Good evening all. I hope this week is off to a fabulous start for each of you. Before I get into today’s post, I would like to take the time to say thank you to every one who has supported me on this writing journey, whether by purchasing my novel, through encouraging words, or just taking the time to read what I have to say. Also, don’t forget that in 3 days La Flor Manor will be free for five days. Make sure you grab a copy and let me know what you think. I love to hear all of your feedback.
Today’s post is inspired by an amazing coaching session I had on Monday, and the realizations that came from talking with someone about my writing plans, journey, and pitfalls. I often find it stressful to achieve what I set out to do. Not because I don’t want want to do it, nor because it is hard per se. The issue is that I am often overwhelmed with everything I have on my plate. Though I thrive on pushing myself, it takes a mental toll that leaves me exhausted. My coach helped me to realize that it doesn’t have to be so exhausting, if I would just ask for the help I need.
This is a problem for me though. The truth is, I hate asking others for help. Not because I don’t feel like I need it, more because I fear the response of others when I ask for their help. Let me explain. I will do anything in my power to help some one in need. Whether it is simply lending an ear or giving the last dime I have to make sure they do not go without. However, when the roles are reversed, I have often faced a negative response. Whether it be no, I don’t have time, or why should I, the response is often something that says, I know you helped me but my time is more important.
With all of the negative responses I have received from my pleas for help, I have developed the mindset that I shouldn’t ask people for help. If I am honest, asking someone for help causes me a great deal of panic and anxiety.

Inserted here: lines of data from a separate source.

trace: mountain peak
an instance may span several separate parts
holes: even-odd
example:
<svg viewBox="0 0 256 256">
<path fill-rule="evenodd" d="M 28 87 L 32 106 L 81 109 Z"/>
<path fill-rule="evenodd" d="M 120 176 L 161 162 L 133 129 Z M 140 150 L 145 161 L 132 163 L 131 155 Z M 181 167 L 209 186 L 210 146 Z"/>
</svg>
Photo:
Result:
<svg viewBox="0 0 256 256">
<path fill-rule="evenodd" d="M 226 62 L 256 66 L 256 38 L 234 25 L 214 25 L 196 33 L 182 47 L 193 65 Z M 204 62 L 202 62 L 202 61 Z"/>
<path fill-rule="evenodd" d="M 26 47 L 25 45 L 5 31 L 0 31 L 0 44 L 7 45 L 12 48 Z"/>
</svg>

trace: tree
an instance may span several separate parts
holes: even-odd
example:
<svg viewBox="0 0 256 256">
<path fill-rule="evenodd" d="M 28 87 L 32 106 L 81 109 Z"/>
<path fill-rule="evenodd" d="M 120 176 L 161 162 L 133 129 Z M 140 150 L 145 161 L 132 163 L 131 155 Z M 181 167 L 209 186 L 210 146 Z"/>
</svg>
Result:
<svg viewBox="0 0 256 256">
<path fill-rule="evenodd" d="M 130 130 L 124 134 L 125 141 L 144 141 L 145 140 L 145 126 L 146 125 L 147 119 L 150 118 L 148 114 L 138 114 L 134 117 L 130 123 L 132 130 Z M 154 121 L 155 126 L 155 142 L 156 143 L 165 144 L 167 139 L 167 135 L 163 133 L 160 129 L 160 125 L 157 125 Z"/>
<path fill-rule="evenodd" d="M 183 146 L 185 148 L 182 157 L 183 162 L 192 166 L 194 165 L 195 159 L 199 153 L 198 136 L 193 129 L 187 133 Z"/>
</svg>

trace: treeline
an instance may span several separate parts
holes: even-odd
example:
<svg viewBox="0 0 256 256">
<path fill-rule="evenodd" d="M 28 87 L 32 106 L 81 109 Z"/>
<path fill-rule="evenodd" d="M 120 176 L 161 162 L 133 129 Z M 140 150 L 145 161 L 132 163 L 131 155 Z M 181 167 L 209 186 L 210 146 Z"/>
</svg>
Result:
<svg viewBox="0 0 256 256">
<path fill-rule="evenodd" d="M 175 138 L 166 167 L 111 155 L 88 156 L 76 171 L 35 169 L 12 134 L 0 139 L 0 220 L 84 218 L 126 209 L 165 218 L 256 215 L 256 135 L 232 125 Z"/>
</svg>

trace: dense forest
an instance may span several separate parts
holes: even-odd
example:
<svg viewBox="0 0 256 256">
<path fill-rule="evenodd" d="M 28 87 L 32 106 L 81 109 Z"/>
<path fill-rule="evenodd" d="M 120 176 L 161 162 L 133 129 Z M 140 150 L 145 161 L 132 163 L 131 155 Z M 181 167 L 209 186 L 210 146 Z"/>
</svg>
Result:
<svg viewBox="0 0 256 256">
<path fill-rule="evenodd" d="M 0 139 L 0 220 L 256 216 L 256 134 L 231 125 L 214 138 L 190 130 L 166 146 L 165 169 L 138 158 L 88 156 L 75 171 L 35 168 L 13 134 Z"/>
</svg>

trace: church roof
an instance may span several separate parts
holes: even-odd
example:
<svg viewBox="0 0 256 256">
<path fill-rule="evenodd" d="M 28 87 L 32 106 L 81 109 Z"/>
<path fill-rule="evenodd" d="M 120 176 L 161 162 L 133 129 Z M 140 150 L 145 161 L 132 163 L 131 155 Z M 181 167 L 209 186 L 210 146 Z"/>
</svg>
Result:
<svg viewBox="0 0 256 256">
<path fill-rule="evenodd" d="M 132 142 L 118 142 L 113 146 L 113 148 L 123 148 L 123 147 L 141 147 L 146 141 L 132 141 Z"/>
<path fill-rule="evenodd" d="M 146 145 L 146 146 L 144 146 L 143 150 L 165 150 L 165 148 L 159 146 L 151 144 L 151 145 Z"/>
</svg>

Just writing about it, is bringing tears to my eyes.
I discussed this with my coach, and she has challenged me to step out of my comfort zone. Her challenge requires me to ask one person for help each day for the next thirty days. These do not have to be monumental requests for help, like hey will you loan me the money to go back to school. What they have to be is stepping stones to helping me understand that it is okay to ask for help and that I cannot achieve my writing journey unless I take these steps.
I started this challenge yesterday, and I have to admit, I have seen fantastic results by reaching out and asking. I have asked for advice as well as assistance with finding the right school for my studies in creative writing. My requests were met with such positive support, that I was brought to tears more than once in the last couple of days. I did not realize just how much support I have on this journey and the knowledge has inspired me to push harder to achieving my goals.
Now, in continuing my thirty day challenge, I am asking each of you if you will lend me your hand and help me win this challenge. I am not asking you to buy anything or spend hours listening to me talk. All I ask is that you let me share my words with you and that from time to time you leave me a comment or like letting me know that my words have been heard, inspired, or even annoyed you. What ever the case may be.
As always, inspire to be inspired, and remember you are not alone in this creative journey, you just have to know who to ask along for the ride.